You never want to tin wires for use on clamp terminals. Tinning essentially turns the wire into a solid wire and depending on how good the person who is doing the tinning, the tinning action can then push solder up under the insulation. This causes wire fractures inside the insulation that will never be seen by anyone looking for an issue. Solid wire is not recommended for moving parts and devices like a robot.

If you do a good service loop, that’s a lot less likely to happen because the connector isn’t supporting the weight of the cable, just of the couple of inches of service loop. If you banjo-string it, you’re going to have problems.

Service loop: give yourself enough slack that you could disconnect and reconnect the wire without cutting any zip ties/removing fasteners. Zip tie, lace, or otherwise secure the insulated wire firmly (but not so firmly you risk damage to the insulation or wire inside) to the panel or chassis on a part that doesn’t move relative to the connector, just beyond the slack loop. In some implementations, this will cause a piece of wire that looks like a U or S going into the connector, other ways of doing it leave a full circular loop. You also want to keep in mind the bend radius of the wire when you’re doing this to make sure you don’t bend it so tightly the wire breaks inside the insulation.
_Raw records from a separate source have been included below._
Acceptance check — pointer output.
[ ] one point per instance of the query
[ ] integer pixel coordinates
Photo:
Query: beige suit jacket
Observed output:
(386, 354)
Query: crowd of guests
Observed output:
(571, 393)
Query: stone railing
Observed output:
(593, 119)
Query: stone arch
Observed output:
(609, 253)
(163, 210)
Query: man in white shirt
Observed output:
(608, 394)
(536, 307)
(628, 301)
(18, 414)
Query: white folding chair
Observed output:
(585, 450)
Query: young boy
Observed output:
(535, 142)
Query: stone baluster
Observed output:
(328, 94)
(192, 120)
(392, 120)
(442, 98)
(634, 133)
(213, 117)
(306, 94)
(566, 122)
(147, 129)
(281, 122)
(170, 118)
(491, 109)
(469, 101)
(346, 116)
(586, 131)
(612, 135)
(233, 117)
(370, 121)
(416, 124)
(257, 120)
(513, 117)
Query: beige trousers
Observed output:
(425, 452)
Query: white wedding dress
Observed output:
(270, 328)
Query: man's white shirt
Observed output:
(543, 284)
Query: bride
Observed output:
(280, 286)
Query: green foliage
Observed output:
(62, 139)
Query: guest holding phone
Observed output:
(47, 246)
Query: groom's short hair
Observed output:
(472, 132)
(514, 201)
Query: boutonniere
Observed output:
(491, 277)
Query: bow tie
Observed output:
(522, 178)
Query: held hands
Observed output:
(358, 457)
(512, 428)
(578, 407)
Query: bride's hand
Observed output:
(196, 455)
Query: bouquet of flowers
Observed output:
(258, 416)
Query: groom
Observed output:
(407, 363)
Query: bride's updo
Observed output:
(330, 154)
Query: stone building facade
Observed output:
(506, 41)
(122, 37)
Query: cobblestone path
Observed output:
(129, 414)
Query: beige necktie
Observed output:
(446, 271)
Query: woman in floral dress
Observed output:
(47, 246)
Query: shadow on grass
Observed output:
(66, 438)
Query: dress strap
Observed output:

Banjo string: wire that is under tension at the connector and/or end to end (i.e. so tight you could play it like a banjo)

There are several styles of crimp tools. Ratcheting tool troubles are normally operator error. Of the two styles, one uses a two-piece solid patterned jaw to crimp and leave a textured impression, the second uses several parallel plates that slide together. When using the first, an oversized ferrule will still make an acceptable connection. When using the second, the tool will damage an oversized ferrule. (Thus the operator error most common with ferrules.) Be sure to use the right ferrule for the wire. This applies not only to diameter but also length.

We prefer to ferrule everything we can. The ridges on the ferrule, left by the tool, increase the retention strength on the Wago and Weidmeuller connectors.